Gutierrez diz que o CEO que o sucedeu, Leonardo Pereira, fez acusações levianas contra ele para desviar o foco da investigação para longe dos acionistas controladores. Segundo ele, o 3G atua ativamente da gestão das empresas de seu portfólio e controla rigorosamente suas finanças.
“No caso da Americanas, isso ocorre não apenas por meio da presença dos controladores (ou de pessoas diretamente ligadas a eles) no conselho de administração ou no comitê financeiro, e da forte presença de membros desses órgãos no dia-a-dia da companhia (especialmente na área financeira), mas também através da sua holding LTS, cujos funcionários, ainda que não tivessem cargos oficiais na companhia, participavam de sua gestão e de seus acompanhamentos”, destaca.
Demora da B3
Para Eduardo Silva, Presidente do Instituto Empresa, não há o que justifique a B3 demorar quase um ano para publicar as sanções definitivas contra os conselheiros.
“Ela não se submete às formalidades do Judiciário e nem padece da falta de recursos humanos da Comissão de Valores Mobiliários (CVM), questiona. Ele ressalta que o mercado precisa ser informado da rejeição das condutas para que isso paute novos comportamentos e evite que os imputados continuem exercendo cargos análogos em outras companhias.

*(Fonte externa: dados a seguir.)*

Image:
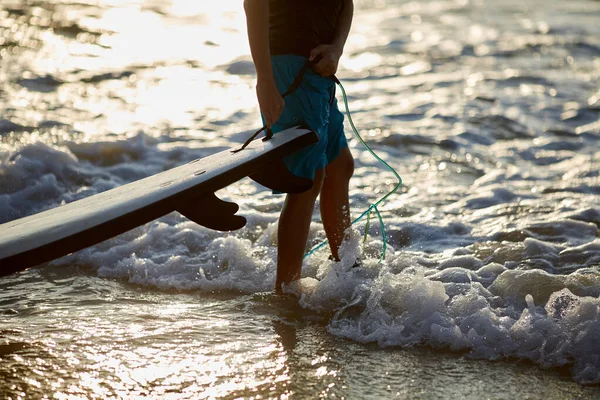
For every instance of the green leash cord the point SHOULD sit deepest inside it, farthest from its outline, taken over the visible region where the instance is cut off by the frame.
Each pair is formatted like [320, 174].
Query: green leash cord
[378, 202]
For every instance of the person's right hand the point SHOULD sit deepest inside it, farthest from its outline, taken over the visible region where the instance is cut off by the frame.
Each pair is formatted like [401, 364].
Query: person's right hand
[270, 101]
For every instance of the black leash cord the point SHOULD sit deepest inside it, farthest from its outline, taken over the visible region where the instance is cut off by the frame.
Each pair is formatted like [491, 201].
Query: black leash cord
[293, 87]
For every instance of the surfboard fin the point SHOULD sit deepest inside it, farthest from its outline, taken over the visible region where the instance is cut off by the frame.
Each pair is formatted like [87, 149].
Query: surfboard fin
[277, 177]
[213, 213]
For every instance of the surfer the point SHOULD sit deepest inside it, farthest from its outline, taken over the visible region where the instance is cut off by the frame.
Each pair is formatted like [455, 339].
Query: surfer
[283, 36]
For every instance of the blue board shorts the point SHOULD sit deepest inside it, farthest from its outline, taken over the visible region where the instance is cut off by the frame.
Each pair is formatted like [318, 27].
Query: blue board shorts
[313, 104]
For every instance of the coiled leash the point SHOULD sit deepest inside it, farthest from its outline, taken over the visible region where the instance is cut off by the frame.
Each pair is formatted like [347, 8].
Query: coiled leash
[373, 207]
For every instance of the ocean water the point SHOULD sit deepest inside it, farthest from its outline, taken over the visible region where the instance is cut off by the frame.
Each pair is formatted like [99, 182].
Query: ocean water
[490, 112]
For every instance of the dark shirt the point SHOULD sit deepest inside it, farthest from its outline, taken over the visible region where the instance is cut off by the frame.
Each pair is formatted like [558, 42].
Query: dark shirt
[298, 26]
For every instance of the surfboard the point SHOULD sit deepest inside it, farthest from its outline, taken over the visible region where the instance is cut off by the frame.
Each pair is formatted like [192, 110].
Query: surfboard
[189, 189]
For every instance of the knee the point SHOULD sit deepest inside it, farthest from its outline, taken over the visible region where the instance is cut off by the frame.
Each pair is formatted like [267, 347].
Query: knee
[342, 168]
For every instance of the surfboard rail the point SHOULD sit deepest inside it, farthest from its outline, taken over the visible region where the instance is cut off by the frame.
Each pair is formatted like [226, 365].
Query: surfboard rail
[189, 188]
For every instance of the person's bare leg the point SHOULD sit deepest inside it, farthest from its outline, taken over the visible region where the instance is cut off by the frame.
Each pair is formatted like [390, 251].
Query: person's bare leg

O órgão apontou que os conselheiros foram omissos na fiscalização e na gestão dos controles internos, permitindo que as irregularidades se estendessem por quase duas décadas. A B3 indicou que os conselheiros deveriam ter exercido maior diligência e supervisão.
Ou seja, a reprovação das condutas é muito semelhante às atribuídas aos diretores, sendo as multas praticamente idênticas, evidenciando a responsabilidade compartilhada pela gestão das fraudes. Os membros do Comitê de Auditoria das Americanas sofreram as maiores multas pelo fato de não terem conseguido demonstrar a atuação efetiva do órgão.
Veja as punições da B3 para os conselheiros
Nome | cargo | multa |
---|---|---|
Anna Christina Ramos Saicali | Membro do Conselho de Administração | R$ 395.099,00 |
Carlos Alberto da Veiga Sicupira | Membro do Conselho de Administração | R$ 263.399,33 |
Celso Alves Ferreira Louro | Membro do Conselho de Administração | R$ 263.399,33 |
Cláudio Moniz Barreto Garcia | Membro do Conselho de Administração | R$ 263.399,33 |
Eduardo Saggioro Garcia | Presidente do Conselho de Administração | R$ 263.399,33 |
Jorge Felipe Lemann | Membro do Conselho de Administração | R$ 263.399,33 |
Luiz Carlos Di Sessa Filippetti | Membro do Conselho de Administração (independente) | R$ 263.399,33 |
Paulo Alberto Lemann | Membro do Conselho de Administração | R$ 263.399,33 |
Paulo Antunes Veras | Membro do Conselho de Administração (independente) | R$ 263.399,33 |
Mauro Muratório Not | Membro do Conselho de Administração (independente) Membro do Comitê de Auditoria | R$ 395.099,00 |
Sidney Victor da Costa Breyer | Membro do Conselho de Administração (independente) Membro do Comitê de Auditoria | R$ 395.099,00 |
Vanessa Claro Lopes | Membro do Conselho de Administração (independente) Membro do Comitê de Auditoria | R$ 395.099,00 |
Novo paradigma
Para o Instituto Empresa, a decisão da B3 marca, também, um novo paradigma de responsabilização dos Conselheiros. Em eventos anteriores, a própria Comissão de Valores Mobiliários (CVM), acabou por isentar os Conselheiros em fatos que escandalizaram o mercado como a aquisição da Refinaria de Pasadena, nos Estados Unidos, que redundou em um brutal prejuízo à Petrobras.
Naquele caso, nomes como da então Presidente do Conselho de Administração, Dilma Rousseff, foram tidos como não responsáveis pelas decisões que tomaram no Conselho.